Sevilla, o personagem, se
suicidou, atirando-se pela janela do quarto no qual se hospedava em Madrid. O
mesmo quarto em que, meses depois, estariam o escritor Bryce Echenique e sua
mulher de onde, olhando pela janela, viram a mesma paisagem que vira Sevilla
antes de morrer e que os levou a pensar, como ele também o fizera, nas
montanhas do Peru.
Por se chamar Sevilla é que
ele viera a Madrid. Fora uma regra do jogo: aquele cujo sobrenome fosse igual
ao de uma cidade da Espanha, ganharia uma passagem de avião pela Companhia
Aérea que então se instalava no país, para Madrid, além da hospedagem e dos
passeios de praxe.
Humilde funcionário público,
Sevilla se vê, de repente, ganhador de um concurso e levado às cerimônias de ocasião e a realizar a viagem e todos os
programas estabelecidos. Das mãos de um relações públicas dos escritórios da
Companhia Aérea, em Lima, passou para as mãos de um relações públicas dos
escritórios da Companhia Aérea em Madrid. Tímido, inexperiente, ingênuo,
ninguém lhe dava ouvidos, nem sua vontade era levada a sério. Sem ter quem o
escutasse nas suas mais pequenas reivindicações, obrigado a passar esses dias
submisso às opções alheias e com a saúde em frangalhos, Sevilla não pode fugir
à atração da janela.
Antes disso, porém, já havia
perdido a noção de tudo quanto vivia.

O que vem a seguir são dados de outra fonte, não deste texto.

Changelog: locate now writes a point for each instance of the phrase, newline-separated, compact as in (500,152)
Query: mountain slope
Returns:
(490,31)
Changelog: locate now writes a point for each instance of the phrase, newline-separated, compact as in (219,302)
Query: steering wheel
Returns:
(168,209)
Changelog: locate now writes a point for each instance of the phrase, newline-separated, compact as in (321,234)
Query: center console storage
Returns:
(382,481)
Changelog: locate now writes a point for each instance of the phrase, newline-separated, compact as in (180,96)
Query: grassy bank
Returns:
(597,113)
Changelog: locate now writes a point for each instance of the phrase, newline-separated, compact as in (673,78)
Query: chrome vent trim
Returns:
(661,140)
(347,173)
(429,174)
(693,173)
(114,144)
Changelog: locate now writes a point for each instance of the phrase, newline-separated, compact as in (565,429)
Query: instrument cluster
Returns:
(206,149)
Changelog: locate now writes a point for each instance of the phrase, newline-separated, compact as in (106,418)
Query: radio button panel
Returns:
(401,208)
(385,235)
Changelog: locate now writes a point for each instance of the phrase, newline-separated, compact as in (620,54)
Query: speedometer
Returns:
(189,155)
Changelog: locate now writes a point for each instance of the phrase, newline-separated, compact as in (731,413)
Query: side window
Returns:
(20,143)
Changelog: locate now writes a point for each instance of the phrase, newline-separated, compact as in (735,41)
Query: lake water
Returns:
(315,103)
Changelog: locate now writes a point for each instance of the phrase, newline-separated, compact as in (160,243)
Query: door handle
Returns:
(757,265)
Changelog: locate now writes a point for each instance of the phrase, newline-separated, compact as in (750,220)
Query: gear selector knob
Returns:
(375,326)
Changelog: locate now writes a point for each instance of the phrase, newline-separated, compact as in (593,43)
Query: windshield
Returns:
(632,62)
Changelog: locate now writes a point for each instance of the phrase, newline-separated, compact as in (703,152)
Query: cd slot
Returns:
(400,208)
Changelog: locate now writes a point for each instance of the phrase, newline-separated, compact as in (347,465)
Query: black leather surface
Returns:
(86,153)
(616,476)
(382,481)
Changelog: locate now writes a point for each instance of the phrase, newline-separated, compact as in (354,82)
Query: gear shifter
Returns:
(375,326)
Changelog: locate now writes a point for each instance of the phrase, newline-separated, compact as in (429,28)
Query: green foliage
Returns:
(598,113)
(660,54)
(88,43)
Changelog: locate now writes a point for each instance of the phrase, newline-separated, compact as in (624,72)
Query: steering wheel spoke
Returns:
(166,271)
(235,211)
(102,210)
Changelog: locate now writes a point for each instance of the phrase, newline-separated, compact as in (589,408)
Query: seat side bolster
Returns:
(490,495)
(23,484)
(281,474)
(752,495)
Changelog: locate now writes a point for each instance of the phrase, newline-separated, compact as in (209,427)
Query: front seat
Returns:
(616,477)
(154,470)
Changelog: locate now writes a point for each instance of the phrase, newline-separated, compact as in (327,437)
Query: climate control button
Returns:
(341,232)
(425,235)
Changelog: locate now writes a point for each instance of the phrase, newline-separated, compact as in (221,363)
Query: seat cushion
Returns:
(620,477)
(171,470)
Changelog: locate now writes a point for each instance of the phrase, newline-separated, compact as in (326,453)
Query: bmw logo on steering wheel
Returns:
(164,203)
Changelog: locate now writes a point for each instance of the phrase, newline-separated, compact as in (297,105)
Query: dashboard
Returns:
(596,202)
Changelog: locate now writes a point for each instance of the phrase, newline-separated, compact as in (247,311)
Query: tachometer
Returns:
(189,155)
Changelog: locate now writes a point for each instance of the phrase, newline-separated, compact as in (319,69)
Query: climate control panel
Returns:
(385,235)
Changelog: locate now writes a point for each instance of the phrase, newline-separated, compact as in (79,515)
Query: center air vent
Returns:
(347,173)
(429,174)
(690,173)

Esquecera já o que fizera e onde estivera
nessa noite que passou em claro como que esperando algo. Pela manhã, diante da
janela, se lançou no voo breve que o levaria para a liberdade ou para ser
feliz.
É o momento em que o relato
se torna parco, conciso. É anunciado que o que aconteceu foi coisa de segundos,
pelas nove da manhã. Que Sevilla se encolheu, fechou os olhos e, num instante
de coragem, passou para o vazio. Informações rápidas, rodeadas de outras: o que
viu nessa hora e que foi o mesmo que viu seu autor meses depois; que suas costas
foram mil vezes fotografadas pelo japonês seu companheiro de viagem; que o
lançar-se pela janela, foi como entrar no cinema sem entrada nesse dia
longínquo de sua infância.
Até então, essa para ele
desmesurada aventura, de sair de sua casa pobre e partir para Madrid, havia sido
narrada com vagar, numa linha sinuosa, enriquecida de trocista mordacidade que,
se por um lado o mostra vítima de um mundo estereotipado e medíocre, por outro,
não perdoa o incongruente e o ridículo desse mundo.
Assim, os clichês: o
norte-americano, que só pensa em tomar cerveja; o japonês, que tudo fotografa;
o guia turístico, determinando sempre os mesmos itinerários e o que é digno de
ser visto. Assim, as pequenas misérias de uma sociedade classista onde os que
se consideram elite são seguidores prazerosos dos modelos forâneos.
Nascido em 1939, no Peru,
Alfredo Bryce Echenique foi Prêmio Casa de las Américas, em 1968, na categoria
Contos. É desse ano a publicação de seu primeiro livro Huerto Cerrado. Dois anos depois, o aparecimento do romance Un mundo para Julius reafirmaria essa
trajetória de humor e de crítica, iniciada nos seus primeiros textos onde não
poupa a elite limenha, certamente igual a todas as elites ou, pelo menos,
aquelas que, no Continente, assim se proclamam.
“Muerte de Sevilla en
Madrid” foi escrito em Paris em 1971 e faz parte de seus Cuentos completos. Separadamente, também foi publicado pela Alianza
Editorial de Madrid em 1994, quando Alfredo Bryce Echenique já havia publicado
outro livro de contos La felicidad já já
e os romances Tantas veces Pedro e La vida exagerada de Martin Romaña.
Os vinte anos que passaram
não o envelheceram. Continua a ser um texto brilhante e contundente. Para
aqueles que sabem também ler nas entrelinhas.